The process of querying large databases with facial recognition, technologies developed for militaristic or surveillance purposes, has flourished commercially through Facebook’s automatic detection API. This API, allowing the system to recognize people in a photograph without tagging. A new Facebook-led initiative, called DeepFace reconstructs a 3D model of a person’s face, allowing for near-human levels of accuracy.
The ability to rapidly pinpoint an individual in a network coupled with the technology to reconstruct that individual’s likeness poses profound ontological disturbances, and if recent precedents are any indication, those disturbances are disproportionately doled out to women.
In Faces in Extremis, we attempt to navigate these new terrains by subjecting our own images to a series of exercises designed to reconstitute how existing mechanisms view us.

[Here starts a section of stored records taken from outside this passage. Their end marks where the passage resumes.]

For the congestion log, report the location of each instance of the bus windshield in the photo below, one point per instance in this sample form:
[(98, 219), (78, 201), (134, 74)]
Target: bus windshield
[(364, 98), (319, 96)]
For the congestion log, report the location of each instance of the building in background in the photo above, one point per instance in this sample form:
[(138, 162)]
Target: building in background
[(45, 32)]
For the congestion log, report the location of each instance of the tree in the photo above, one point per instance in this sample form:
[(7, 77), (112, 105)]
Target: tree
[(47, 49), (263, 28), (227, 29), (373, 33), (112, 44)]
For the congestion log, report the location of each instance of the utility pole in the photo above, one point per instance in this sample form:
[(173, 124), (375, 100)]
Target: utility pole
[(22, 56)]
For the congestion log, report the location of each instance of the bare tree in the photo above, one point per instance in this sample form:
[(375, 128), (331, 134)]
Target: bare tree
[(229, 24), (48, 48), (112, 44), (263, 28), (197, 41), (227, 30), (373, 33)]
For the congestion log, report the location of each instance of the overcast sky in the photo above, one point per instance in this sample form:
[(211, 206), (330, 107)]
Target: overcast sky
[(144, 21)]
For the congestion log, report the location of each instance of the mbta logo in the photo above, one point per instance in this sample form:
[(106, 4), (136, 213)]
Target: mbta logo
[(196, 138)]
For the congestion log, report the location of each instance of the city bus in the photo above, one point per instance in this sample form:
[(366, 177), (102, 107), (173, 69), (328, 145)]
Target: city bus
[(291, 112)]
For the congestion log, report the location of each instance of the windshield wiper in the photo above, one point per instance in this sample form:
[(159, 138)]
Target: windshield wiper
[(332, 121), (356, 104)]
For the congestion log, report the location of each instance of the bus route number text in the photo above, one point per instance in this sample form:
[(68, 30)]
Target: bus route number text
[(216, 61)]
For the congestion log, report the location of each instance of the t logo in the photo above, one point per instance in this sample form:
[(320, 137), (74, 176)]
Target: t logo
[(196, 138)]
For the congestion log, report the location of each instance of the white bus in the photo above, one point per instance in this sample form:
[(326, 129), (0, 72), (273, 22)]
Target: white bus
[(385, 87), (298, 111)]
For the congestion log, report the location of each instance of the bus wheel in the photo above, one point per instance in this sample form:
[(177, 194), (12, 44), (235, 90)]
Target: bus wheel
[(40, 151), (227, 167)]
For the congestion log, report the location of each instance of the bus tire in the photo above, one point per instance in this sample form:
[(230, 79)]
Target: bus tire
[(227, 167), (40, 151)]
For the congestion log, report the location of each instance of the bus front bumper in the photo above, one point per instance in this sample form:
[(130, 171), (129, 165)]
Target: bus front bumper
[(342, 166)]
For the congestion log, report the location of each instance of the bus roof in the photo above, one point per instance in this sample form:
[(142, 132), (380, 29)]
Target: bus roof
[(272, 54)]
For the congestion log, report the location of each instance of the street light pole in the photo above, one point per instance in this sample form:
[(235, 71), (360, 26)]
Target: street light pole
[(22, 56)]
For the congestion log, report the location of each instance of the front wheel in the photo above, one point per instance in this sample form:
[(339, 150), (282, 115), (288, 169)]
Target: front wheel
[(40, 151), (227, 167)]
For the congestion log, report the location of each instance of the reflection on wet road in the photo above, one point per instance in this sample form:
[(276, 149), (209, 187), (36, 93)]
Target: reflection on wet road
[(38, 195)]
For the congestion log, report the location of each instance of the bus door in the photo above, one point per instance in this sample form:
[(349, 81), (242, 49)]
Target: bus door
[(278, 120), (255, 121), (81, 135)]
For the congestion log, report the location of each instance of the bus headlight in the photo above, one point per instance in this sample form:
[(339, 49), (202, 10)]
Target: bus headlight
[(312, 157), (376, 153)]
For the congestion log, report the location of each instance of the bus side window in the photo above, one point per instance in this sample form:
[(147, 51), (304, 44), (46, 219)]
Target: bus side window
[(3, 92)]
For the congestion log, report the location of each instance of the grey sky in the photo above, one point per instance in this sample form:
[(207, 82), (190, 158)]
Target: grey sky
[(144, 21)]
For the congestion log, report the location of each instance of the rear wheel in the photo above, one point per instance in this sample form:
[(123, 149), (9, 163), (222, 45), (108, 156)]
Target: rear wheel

In Ways of Seeing, John Berger details the inherent paradox of female subjectivity– namely the incessant burden of their image as perceived by others. Social conditioning effectively de-couples a woman’s identity so that she is both looking out into the world and looking into herself. The internet provides the perfect companion for this condition– a two-way mirror for which a woman can view themselves as others view her.
To fantasize about women– of a particular woman– sits comfortably within the legal rights of an individual. The law does not mandate a notarized form of consent from the subject of a man’s desire. Her consent in the realm of fantasy is, effectively, moot. Those affordances all but vanish when a person makes an untoward advance on a woman physically– her consent matters. Where consent becomes problematic is in the realm between the vistas of the mind and physicality. The digital world is one such murky domain.
In the sub-Reddit /r/doppelbanger, men submit photos of women they desire — an ex-lover, an aloof co-worker, a comely barista. Moderators and members attempt to match these photos to lookalike porn star. For our purposes we submitted Pam’s photo to these pro-bono mechanical turks.
Pam’s photo gives no impression of her body– just the shoulders up. Other than an inconclusive recommendations to “Cyndall” and a few hilarious jabs at her green coiffure, it didn’t really make it to the front page. Instant slush pile. And yet, the photo garnered 6230 views within weeks. After an initial spike, views held steady. Our conclusion is that the participants in these forums are less interested in offering matches than the submitted content itself.
Using a service like face match or GreatFap offered instant matches. The nether regions of the internet are littered with these sites that promise to match any face to a porn star using crude face recognition technologies. By submitting a photo to this site, you are giving the service blanket rights over the distribution.
So naturally we submitted our own photos.
We took our closest matches and blended their photographs to reconstitute an after-image of how these algorithms view us. We fed our results back into the engine, and it was intelligent enough to detect a few matches in our composite. The reification of fantasy through technology is coming closer and closer. What happens when something as lossy as fantasy achieves total vérité?
We aren’t meant to see our sexual desires played out at high resolution. As Roland Barthes states, “it is intermittence, as psychoanalysis has so rightly stated, which is erotic: the intermittence of skin flashing between two articles of clothing (trousers and sweater), between two edges (the open-necked shirt, the glove and the sleeve); it is this flash itself which seduces, or rather: the staging of an appearance-as-disappearance.” In the internet age, perhaps the intermittence is the space between pixels, or a JPEG artifact. If any woman can be made into a naked puppet without her consent or even knowledge, the result becomes banal, and ultimately a universal deadening of the erotic.